Exact solutions in two-dimensional topological superconductors: Hubbard interaction induced spontaneous symmetry breaking

TL;DR

This paper introduces an exactly solvable model of a two-dimensional topological superconductor on a honeycomb lattice, revealing how Hubbard interactions induce spontaneous symmetry breaking and transition the system from a topological to a trivial phase.

Contribution

It presents an exactly solvable model of a spin-triplet f-wave topological superconductor with Hubbard interactions, showing how interactions lead to spontaneous symmetry breaking.

Findings

Hubbard interaction induces spontaneous time-reversal symmetry breaking.

The model exhibits perfect flat bands at zero energy with conserved quantities.

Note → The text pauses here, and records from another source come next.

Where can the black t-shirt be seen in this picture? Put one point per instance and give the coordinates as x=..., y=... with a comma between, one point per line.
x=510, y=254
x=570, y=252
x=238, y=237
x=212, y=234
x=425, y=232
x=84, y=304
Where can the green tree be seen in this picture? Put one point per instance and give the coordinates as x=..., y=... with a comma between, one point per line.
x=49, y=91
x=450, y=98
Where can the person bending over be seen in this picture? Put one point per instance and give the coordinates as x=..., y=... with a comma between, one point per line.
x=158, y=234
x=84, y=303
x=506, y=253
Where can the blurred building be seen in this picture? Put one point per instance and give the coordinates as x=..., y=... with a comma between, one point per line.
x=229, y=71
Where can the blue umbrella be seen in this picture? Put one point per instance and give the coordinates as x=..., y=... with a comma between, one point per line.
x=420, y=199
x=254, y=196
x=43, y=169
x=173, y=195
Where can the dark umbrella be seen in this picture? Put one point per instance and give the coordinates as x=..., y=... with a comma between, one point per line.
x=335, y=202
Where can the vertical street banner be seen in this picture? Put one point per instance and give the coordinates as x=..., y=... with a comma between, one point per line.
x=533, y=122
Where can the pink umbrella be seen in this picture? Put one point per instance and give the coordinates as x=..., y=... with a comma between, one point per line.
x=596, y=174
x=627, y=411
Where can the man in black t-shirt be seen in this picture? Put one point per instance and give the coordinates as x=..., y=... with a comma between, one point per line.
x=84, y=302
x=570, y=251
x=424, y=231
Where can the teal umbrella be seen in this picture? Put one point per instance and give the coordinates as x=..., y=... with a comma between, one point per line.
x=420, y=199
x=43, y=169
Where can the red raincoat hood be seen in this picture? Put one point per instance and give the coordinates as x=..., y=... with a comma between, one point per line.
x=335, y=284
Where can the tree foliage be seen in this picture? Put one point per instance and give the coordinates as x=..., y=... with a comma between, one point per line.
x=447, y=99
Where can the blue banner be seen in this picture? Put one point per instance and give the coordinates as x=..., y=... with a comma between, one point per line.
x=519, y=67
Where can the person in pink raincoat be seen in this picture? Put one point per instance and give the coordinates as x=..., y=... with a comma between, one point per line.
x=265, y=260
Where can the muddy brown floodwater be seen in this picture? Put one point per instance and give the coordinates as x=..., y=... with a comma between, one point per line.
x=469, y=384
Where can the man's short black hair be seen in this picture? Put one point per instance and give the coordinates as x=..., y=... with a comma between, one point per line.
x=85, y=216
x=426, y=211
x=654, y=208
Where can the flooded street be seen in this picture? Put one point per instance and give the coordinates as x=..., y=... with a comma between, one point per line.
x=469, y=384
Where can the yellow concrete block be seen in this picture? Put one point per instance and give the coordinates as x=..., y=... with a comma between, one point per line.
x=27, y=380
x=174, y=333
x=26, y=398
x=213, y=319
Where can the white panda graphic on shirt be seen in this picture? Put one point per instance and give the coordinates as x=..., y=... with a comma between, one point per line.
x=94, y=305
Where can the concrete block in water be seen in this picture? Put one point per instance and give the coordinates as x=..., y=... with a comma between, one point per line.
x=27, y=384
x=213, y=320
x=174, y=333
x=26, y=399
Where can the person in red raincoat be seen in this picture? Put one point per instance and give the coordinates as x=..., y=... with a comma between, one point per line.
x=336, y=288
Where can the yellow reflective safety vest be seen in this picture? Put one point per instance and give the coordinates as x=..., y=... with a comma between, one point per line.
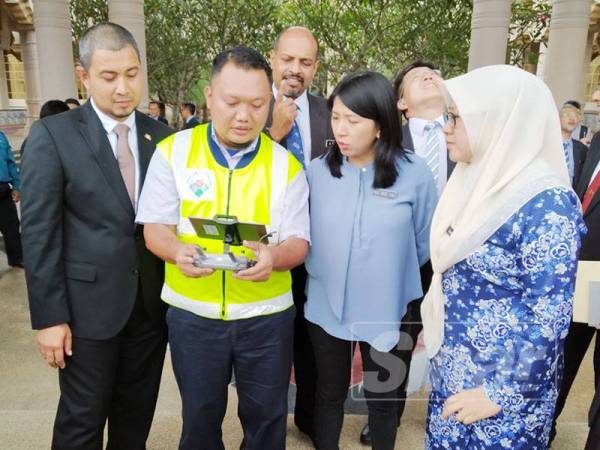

System transitions from topological to trivial superconductor due to interactions.

Abstract

We present an exactly solvable model of a spin-triplet $f$-wave topological superconductor on the honeycomb lattice in the presence of the Hubbard interaction for arbitrary interaction strength. First we show that the Kane-Mele model with the corresponding spin-triplet $f$-wave superconducting pairings becomes a full-gap topological superconductor possessing the time-reversal symmetry. We then introduce the Hubbard interaction. The exactly solvable condition is found to be the emergence of perfect flat bands at zero energy. They generate infinitely many conserved quantities. It is intriguing that the Hubbard interaction breaks the time-reversal symmetry spontaneously. As a result, the system turns into a trivial superconductor. We demonstrate this topological property based on the topological number and by analyzing the edge state in nanoribbon geometry.